S'il existait bien une balle en caoutchouc comme l'affirme Fils Mukoko, ce que nous ne pouvons prouver, il n'en serait pas pour autant possible d'affirmer de manière définitive que M. Mukoko était spécifiquement ciblé par la police. 

Sur les réseaux sociaux, les partisans de Mukoko ont aussi assuré que celui-ci était ciblé par la police.

Un utilisateur de Facebook a ainsi déclaré sur le réseau social que le jeune dirigeant était "ciblé en particulier, tabassé par les policiers", dans une publication relayée des centaines de fois, prétendant relayer ainsi le témoignage d'un journaliste qui appuierait cela.

Capture d'écran prise le 17/10/2019

Nous sommes entrés en contact avec Hristo de jésus, auteur de la publication ci-dessus. Il dit avoir écrit cette publication après avoir discuté avec "un journaliste présent le 11 octobre lors de la manifestation." Mais aucun article de la presse locale ne mentionne ce détail selon lequel Fils Mukoko était personnellement ciblé par la police.

Parmi les publications virales sur Fils Mukoko figure aussi une vidéo Youtube vue plus de 26 000 fois depuis le 11 octobre. Mais elle ne donne aucun élément appuyant l'idée selon laquelle Fils Mukoko a été pris à partie par la police.

De son côté, la police congolaise dément toute attaque contre M. Mukoko. "La police nationale congolaise ne reconnaît pas avoir causé des dommages corporels ni avoir attenté à l'intégrité physique de Mr communément nommé Fils Mukoko" a balayé le colonel Pierrot-Rombaut Mwanamputu, porte-parole de la police congolaise, dans un message à l'AFP.

Il n'y a donc pas de preuve en l'état que Fils Mukoko a été touché par la police, et encore moins que celle-ci le ciblait spécifiquement. Nous pouvons seulement assurer qu'une balle n'est pas à l'origine de sa blessure.
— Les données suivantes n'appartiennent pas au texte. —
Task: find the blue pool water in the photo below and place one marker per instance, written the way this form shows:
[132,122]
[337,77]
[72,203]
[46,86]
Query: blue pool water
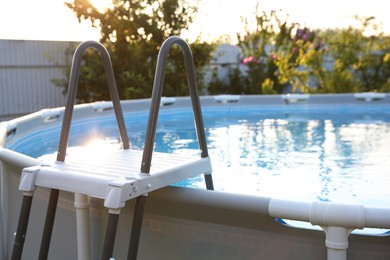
[334,153]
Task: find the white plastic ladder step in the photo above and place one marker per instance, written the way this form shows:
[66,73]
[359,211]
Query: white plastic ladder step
[114,174]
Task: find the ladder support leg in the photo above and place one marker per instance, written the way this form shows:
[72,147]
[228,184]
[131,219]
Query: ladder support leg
[136,227]
[109,240]
[22,226]
[209,181]
[48,228]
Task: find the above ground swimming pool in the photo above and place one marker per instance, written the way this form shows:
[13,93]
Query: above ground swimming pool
[312,163]
[335,151]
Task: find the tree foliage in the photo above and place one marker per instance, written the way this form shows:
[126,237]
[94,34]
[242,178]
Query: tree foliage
[133,31]
[279,56]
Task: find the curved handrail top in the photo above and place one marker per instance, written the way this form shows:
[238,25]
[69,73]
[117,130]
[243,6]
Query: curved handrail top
[71,96]
[157,93]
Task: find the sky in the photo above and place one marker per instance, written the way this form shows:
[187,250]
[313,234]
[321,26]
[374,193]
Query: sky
[52,20]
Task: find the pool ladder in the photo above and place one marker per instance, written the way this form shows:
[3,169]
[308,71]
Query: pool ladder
[122,184]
Autre question en suspens, celle des commanditaires

Parmi les nombreux commentaires, une internaute accuse publiquement le secrétaire général du parti présidentiel, l'Union pour la démocratie et le progrès social (UDPS), d'être l’instigateur des supposées violences exercées par la police sur Fils Mukoko. 
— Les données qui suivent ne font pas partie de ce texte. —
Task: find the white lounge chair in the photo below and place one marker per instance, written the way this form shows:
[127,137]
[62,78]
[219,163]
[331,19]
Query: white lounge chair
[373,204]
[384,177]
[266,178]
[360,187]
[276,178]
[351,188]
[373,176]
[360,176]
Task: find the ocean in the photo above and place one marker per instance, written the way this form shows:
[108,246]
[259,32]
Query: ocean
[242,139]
Capture d'écran d'un commentaire prise le 17/10/2019

Cette internaute estime en lingala, une des langues parlées en République démocratique du Congo, que "Kabund, (le secrétaire général du parti, Ndlr) a laissé les policiers le tabasser. C'est triste pour un si grand mobilisateur du parti".
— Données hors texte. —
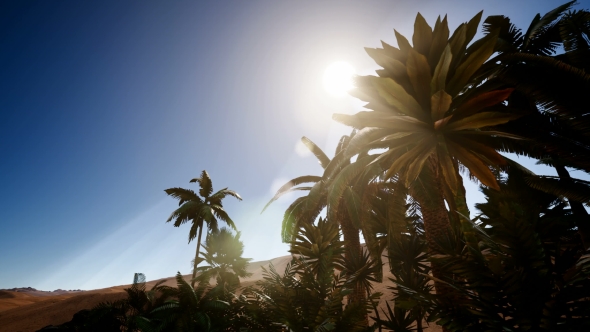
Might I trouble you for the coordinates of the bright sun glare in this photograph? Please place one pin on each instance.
(338, 78)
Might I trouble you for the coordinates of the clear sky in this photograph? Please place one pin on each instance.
(104, 104)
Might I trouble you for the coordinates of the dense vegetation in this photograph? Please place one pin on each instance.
(442, 107)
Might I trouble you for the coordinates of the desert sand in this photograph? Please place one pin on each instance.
(31, 311)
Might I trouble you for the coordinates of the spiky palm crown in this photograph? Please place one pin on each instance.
(428, 102)
(205, 206)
Fils Mukoko accuse lui aussi les secrétaires généraux de l'UDPS d'être les principaux commanditaires de l’attaque contre sa personne.

Mais Augustin Kabuya, un autre secrétaire général de l'UDPS, a banalisé l'affaire et assuré qu'il n'était pas là au moment où Fils Mukoko a été agressé, pas plus que Jean-Marc Kabund. 

"Fils Mukoko pensait tromper tout le monde en affirmant que nous avions envoyé la police l'agresser mais il y en a qui doutent heureusement, car nous ne pouvons pas descendre aussi bas", déplore Augustin Kabuya en affirmant que c’est un mensonge monté par Fils Mukoko et ses amis.